The definitive book on the genesis of the conservative movement from the man who many say started it all. "If there hadn't been a Barry Goldwater, there wouldn't have been a Ronald Reagan," according to the popular conservative activist Phyllis Schlafly. Includes a foreward by conservative columnist George F. Will and an afterward by Goldwater's political adversary, Robert F. Kennedy.
The Conservative Mind is the definitive work by Russell Kirk and a book no conservative's collection should be without. Kirk is perhaps the most widely respected writer on conservative politics and this book analyzes the disparity between the social conservatives and the tradtional conservatives who are now considered liberatarians. Besides Edmund Burke, no other intellectual has so accurately captured the mind-set of the conservative movement and defined the movement in such lucid terms.
Bias by 35-year CBS executive Bernard Goldberg exposes the liberal bias in American media, and how television news networks actively undermine conservative and traditional values. Among the many revelations Goldberg notes is how the media consciously fails to omit positive and uplifting stories about African-Americans and how network anchors and reporters will identify conservatives using the term "conservative," but won't identify liberals using the term "liberal." For those conservatives who believe there is a liberal conspiracy in the media, Goldberg's book puts it on display.
The encyclopedia includes a comprehensive index of terms, concepts and people, as well as an impressive list of editorial contributors, including noted philosopher and author Russell Kirk, and Humanities professor Paul Gottfried.
Tea Party Revival: The Conscience of a Conservative Reborn by Dr. B. Leland Baker offers a glimpse inside the ideology of the Tea Party phenomenon, which emerged in 2009 and was a political force by 2010. Baker's book provides easy-to-read descriptions of the individual tenets of the movement (small government, Constitutional compliance, deference to states' rights, decreased spending and taxes and the restoration of individual rights, responsibility and integrity), a list of demands on lawmakers and a clear breakdown of the Tea Party agenda. The subtitle of the book, "The Tea Party Revolt Against Unconstrained Spending and Growth of the Federal Government," is an excellent synopsis of what readers will find inside its pages.

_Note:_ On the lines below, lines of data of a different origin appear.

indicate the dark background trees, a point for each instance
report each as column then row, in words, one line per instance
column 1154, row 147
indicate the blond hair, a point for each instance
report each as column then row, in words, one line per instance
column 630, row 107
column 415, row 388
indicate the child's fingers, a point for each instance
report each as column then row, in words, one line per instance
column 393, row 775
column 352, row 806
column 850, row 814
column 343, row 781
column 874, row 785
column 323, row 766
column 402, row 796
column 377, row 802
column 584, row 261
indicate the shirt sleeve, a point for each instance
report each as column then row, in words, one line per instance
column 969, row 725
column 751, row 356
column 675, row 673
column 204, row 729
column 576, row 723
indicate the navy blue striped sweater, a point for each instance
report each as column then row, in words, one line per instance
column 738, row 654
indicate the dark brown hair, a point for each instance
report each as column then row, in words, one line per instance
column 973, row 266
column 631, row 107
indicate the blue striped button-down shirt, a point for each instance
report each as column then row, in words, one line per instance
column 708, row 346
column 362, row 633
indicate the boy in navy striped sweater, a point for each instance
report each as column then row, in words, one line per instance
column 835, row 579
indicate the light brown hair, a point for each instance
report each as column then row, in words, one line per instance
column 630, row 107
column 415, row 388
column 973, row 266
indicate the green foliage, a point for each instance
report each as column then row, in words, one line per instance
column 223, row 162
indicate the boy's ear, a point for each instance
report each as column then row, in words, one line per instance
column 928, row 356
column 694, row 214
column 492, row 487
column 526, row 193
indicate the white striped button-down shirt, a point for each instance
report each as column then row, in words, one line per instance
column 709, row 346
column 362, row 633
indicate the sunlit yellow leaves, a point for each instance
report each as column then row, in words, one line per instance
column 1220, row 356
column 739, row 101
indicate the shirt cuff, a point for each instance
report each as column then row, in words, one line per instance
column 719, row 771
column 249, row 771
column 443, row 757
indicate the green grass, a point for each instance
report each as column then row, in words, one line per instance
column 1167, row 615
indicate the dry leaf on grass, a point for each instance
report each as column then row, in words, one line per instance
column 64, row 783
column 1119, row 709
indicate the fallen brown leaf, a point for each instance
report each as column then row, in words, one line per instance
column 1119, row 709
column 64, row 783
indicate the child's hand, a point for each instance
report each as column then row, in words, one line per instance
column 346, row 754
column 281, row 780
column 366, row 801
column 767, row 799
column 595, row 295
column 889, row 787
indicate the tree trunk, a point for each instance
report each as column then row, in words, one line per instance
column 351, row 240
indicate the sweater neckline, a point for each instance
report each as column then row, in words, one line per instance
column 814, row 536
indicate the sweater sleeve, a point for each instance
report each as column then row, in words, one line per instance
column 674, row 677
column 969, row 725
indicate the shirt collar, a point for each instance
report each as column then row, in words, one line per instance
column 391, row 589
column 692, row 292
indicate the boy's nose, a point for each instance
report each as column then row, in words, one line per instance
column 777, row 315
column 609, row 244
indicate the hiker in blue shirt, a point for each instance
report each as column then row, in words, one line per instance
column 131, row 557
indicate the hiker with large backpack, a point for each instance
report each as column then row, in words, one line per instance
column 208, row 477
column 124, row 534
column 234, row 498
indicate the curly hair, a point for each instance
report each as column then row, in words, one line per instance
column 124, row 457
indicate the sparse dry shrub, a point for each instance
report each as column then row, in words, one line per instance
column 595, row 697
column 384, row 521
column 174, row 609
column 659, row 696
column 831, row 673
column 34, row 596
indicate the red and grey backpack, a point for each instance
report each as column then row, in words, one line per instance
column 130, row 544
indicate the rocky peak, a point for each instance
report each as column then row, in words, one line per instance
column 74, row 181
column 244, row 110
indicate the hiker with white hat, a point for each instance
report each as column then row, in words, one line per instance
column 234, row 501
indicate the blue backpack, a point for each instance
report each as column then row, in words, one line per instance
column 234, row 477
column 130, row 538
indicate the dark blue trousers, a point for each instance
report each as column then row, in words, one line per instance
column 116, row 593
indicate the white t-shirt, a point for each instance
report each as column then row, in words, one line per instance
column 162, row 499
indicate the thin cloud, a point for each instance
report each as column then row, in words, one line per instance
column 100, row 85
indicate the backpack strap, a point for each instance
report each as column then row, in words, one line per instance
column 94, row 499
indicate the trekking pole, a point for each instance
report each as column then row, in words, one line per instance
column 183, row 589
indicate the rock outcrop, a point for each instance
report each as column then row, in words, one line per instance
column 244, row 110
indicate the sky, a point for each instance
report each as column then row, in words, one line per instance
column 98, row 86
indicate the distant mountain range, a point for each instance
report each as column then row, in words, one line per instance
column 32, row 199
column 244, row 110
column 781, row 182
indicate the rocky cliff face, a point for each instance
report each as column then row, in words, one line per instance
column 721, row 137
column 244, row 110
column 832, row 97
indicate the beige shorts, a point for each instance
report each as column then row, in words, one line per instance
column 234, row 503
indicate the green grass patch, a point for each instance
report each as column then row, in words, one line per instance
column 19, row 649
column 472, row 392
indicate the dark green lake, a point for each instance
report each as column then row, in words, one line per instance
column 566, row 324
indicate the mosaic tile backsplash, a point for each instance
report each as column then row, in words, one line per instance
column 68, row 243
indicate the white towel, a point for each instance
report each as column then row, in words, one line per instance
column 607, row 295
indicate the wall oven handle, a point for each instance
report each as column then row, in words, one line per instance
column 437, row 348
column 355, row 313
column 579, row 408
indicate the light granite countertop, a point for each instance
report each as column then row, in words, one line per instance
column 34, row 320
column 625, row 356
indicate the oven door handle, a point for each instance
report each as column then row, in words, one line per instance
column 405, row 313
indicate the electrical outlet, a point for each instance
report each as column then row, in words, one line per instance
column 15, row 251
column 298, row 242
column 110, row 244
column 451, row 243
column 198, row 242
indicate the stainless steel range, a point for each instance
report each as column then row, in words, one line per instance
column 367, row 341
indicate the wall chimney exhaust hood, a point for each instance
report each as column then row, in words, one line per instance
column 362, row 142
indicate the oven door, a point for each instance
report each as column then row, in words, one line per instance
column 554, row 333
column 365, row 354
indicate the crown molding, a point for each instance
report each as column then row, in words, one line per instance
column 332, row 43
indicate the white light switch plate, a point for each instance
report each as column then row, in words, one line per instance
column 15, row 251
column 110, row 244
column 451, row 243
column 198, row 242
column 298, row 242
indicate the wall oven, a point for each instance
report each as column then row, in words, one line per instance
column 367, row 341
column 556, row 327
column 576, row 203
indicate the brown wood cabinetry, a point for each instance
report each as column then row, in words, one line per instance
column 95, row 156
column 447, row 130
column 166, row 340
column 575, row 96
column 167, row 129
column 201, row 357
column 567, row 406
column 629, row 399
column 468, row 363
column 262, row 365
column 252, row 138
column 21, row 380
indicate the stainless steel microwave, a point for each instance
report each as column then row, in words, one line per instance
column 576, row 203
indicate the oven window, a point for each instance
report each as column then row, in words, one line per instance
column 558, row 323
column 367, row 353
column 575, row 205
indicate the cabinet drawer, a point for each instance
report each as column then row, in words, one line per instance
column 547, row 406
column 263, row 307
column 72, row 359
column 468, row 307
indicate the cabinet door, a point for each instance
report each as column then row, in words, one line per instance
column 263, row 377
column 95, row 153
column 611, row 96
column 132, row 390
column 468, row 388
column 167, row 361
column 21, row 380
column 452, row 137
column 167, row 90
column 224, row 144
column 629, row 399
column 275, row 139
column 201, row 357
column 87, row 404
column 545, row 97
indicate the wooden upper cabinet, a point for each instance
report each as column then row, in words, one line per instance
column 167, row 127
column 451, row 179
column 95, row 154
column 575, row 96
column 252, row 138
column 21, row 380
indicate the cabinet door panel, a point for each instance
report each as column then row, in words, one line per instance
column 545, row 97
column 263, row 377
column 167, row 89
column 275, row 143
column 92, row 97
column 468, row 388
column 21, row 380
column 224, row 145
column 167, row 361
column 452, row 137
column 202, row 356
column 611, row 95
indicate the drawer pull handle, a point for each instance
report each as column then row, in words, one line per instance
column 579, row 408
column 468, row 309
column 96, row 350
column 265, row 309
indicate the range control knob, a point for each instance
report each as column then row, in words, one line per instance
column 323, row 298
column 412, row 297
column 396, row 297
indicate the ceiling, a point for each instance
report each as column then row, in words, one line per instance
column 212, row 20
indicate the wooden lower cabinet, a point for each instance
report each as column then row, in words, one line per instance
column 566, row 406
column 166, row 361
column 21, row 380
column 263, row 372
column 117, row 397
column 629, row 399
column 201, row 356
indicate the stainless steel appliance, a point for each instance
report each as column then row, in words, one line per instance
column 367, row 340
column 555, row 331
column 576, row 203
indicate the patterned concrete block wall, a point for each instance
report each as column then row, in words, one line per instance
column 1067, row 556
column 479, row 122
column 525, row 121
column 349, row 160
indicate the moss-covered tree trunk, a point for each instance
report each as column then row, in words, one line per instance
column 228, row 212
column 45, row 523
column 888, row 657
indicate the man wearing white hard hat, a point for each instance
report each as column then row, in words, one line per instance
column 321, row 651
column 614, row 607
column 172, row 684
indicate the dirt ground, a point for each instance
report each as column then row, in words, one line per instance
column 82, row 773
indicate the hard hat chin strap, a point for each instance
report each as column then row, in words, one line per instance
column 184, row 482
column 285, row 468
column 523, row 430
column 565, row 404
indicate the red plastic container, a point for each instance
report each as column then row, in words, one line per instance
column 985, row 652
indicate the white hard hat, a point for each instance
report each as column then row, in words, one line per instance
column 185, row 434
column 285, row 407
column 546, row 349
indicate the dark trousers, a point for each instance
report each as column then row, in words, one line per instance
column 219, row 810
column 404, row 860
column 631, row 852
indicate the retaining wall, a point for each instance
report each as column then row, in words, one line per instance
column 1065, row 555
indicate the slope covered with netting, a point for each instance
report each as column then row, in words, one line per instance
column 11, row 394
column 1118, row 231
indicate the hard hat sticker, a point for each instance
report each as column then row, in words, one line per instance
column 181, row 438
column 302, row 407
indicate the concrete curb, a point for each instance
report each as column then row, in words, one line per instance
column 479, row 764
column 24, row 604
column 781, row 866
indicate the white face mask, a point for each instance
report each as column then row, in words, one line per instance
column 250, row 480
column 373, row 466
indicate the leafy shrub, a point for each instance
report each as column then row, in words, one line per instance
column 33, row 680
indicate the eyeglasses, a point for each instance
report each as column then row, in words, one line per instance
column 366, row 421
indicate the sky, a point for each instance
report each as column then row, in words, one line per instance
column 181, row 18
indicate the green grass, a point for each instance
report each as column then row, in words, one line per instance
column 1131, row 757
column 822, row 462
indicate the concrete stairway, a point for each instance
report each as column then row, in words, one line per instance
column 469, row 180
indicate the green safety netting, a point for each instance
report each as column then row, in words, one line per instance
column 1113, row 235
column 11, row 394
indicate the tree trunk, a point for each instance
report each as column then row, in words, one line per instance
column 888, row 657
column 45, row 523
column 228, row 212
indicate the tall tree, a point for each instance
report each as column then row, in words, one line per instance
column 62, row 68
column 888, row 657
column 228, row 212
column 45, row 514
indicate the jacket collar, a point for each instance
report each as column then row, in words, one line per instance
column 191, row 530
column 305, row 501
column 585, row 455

The Burden of Bad Ideas is a collection of essays that explores the darker side of the welfare state and how it operates. From the sometimes humorous to the universally sad, the stories unearthed by Heather MacDonald show how poor judgment permeates American culture and, specifically, its government. For example, at a Brooklyn high school, MacDonald writes that students perfect their graffiti skills for academic credit. Another story is about an Ivy League law professor who urges African Americans to steal from their employers because Washington bureaucrats regard theft by drug addicts as evidence of disability, thereby justifying benefits. While the stories represent the most "out-there" cases, the themes discussed are all-too common.